The current Black Lives Matter Revolution has “canceled” certain movies, television shows and cartoons, toppled statues, tried to create new autonomous urban zones, and renamed streets and plazas. Some fanatics shave their heads. Others have shamed authorities into washing the feet of their fellow revolutionaries.
And Americans at home watching the madness unfold are left baffled by the progression of the thing ostensibly being protested, bewilderment usually manifested in the realization that people against, say, the confederacy, wouldn’t be gleefully toppling a statue of U.S. Grant, great leader of the Union Army during the Civil War, the man Confederate General Robert E. Lee surrendered to that Spring day in the Appomattox court house.
But they are doing that, and seemingly without recognition of their mistake. So while the “protests” look something more akin to Mao’s cultural revolution, there may be a less ideological and more practical reason for that. Because the Chinese are among several countries that have been sending a lot of money to American universities.
A lot.
To the tune of previously undisclosed $6.5 billion in foreign funds “primarily” from Chinese and Middle Eastern sources, and another $1 billion overall in anonymous foreign funding to American higher education institutions.
An Education Department investigation unearthed $1 billion in anonymous foreign funding on campuses nationwide and discovered a school with direct contracts with the Chinese Communist Party, leading to reforms instituted Monday.
The broad, yearlong inquiry into foreign funding on campus was launched in 2019, and since July of last year, U.S. colleges and universities have reported $6.5 billion in previously undisclosed foreign gifts and contracts, according to a press release which added that institutions have “anonymized” the identities of the donors of at least $1.14 billion in foreign funds flowing in from China, Russia, Qatar, and Saudi Arabia.
Under polarizing Education Secretary Betsy DeVos, the agency is completing the yearlong investigation and creating a portal to make it easier for higher education institutes to report (required by law) their foreign financial entanglements.
Last year, the DOE announced investigations into foreign funding at Georgetown University, Texas A&M University, Cornell University, Rutgers, MIT , University of Maryland, Harvard, Yale, the University of Texas, and Case Western Reserve University.
According to the Washington Examiner, China is one of the main culprits.
The Senate Permanent Subcommittee on Investigations, led by Sen.
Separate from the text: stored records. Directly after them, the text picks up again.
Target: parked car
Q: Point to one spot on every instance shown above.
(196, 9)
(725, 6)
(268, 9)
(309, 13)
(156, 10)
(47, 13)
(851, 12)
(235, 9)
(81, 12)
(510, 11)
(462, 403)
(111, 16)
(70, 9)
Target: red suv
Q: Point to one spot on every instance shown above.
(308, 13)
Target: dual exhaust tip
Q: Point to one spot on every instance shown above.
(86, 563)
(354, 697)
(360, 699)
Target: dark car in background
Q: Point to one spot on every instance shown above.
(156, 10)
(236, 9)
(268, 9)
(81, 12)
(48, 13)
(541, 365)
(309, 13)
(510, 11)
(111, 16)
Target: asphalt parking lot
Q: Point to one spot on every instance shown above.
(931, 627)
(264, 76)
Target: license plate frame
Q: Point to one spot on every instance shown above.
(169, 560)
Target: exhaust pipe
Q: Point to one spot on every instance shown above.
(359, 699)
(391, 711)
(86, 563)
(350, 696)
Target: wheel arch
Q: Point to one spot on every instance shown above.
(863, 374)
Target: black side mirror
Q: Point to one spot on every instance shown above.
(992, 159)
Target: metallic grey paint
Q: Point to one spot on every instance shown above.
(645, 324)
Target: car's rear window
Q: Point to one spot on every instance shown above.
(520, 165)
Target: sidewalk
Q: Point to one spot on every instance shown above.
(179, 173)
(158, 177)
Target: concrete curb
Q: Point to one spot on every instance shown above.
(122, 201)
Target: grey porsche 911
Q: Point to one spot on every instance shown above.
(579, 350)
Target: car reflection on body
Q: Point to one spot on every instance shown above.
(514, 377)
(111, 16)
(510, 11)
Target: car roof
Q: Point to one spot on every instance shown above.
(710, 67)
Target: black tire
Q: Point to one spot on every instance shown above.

Rob Portman, released a 109-page bipartisan report in November concluding foreign countries “seek to exploit America’s openness to advance their own national interests” and “the most aggressive of them has been China.” It found China used its Thousand Talents Program, which seeks to recruit academics to gain access to proprietary information, for the past two decades to exploit access to U.S. research labs and academic institutions. “China unfairly uses the American research and expertise it obtains for its own economic and military gain,” they said, criticizing the federal government’s failure to combat the problem.
The subcommittee released an initial report in February 2019 warning about foreign funding and Chinese influence both in K-12 classrooms and university campuses nationwide, noting that “foreign government spending on U.S. schools is effectively a black hole.”
So when the protests and statue toppling starts to look confusing, and you start to get the distinct impression it’s a protest against the West in general and the U.S. in particular, listen to that instinct.